In response to the ads, Chandler Smith, Heller for Senate spokeswoman, said: “How about the truth, Congresswoman? For the first time since 2009, a bipartisan committee of five Democrats and five Republicans unanimously decided Congresswoman Berkley’s actions required a formal investigation on the basis of a non-partisan report. In the very same ad she asks for the ‘truth,’ Shelley Berkley desperately tries to shift blame and repeats PolitiFact’s Lie of the Year over and over again. No matter how much she may want to distract from her own problems, Congresswoman Berkley’s ethics troubles do not give her a free pass to lie to Nevadans.”

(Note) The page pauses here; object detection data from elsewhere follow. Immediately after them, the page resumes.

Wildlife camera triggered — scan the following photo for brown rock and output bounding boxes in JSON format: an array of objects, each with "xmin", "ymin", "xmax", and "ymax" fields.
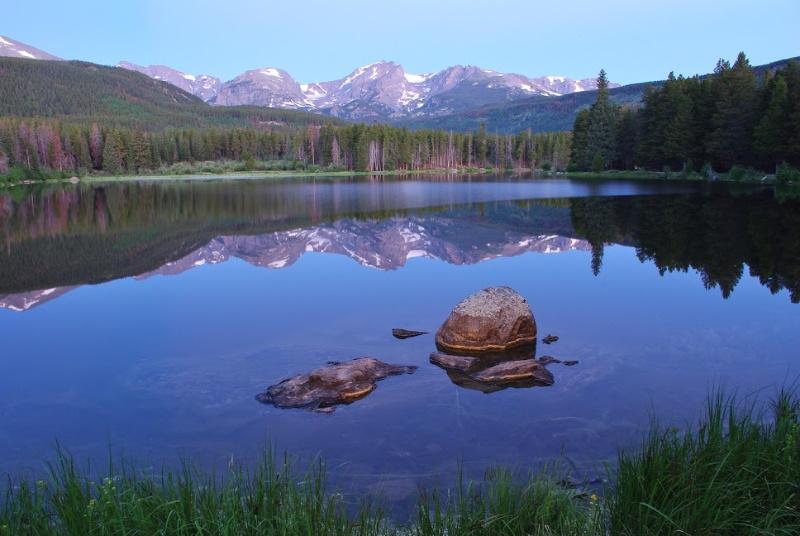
[
  {"xmin": 430, "ymin": 352, "xmax": 481, "ymax": 372},
  {"xmin": 436, "ymin": 287, "xmax": 536, "ymax": 355},
  {"xmin": 472, "ymin": 359, "xmax": 554, "ymax": 385},
  {"xmin": 392, "ymin": 328, "xmax": 428, "ymax": 339},
  {"xmin": 256, "ymin": 357, "xmax": 417, "ymax": 411}
]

In a media event today to highlight the fact that early voting for the November general election is 100 days away, U.S. Sen. Majority Leader Harry Reid said Berkley worked to help Nevadans in need of care. He mentioned his own experiences with his wife Landra who has undergone treatment for breast cancer.
“I think this is going to be fine for Shelley,” he said. “She’s a terrific candidate. She is a person who has always fought for Nevadans. And certainly she should fight for these people who are sick and in danger of dying.”
He also responded to a question about whether Berkley adequately disclosed that her husband was affiliated with the kidney transplant program. Questions about her work to preserve the program were first raised by the New York Times in a report published in September 2011.
Berkley and other members of Nevada’s Congressional delegation were able to preserve the program. But the New York Times said her efforts, “also benefited her husband, a physician whose nephrology practice directs medical services at the hospital’s kidney care department — an arrangement that expanded after her intervention and is now reflected in a $738,000-a-year contract with the hospital.”
Reid said anyone who lived in Southern Nevada knew that Berkley’s husband was a nephrologist.
“Well I think you will find she didn’t violate any rules whatsoever,” Reid said. “They can look into this more and I’m sure they will, but I don’t think there is a problem with that.”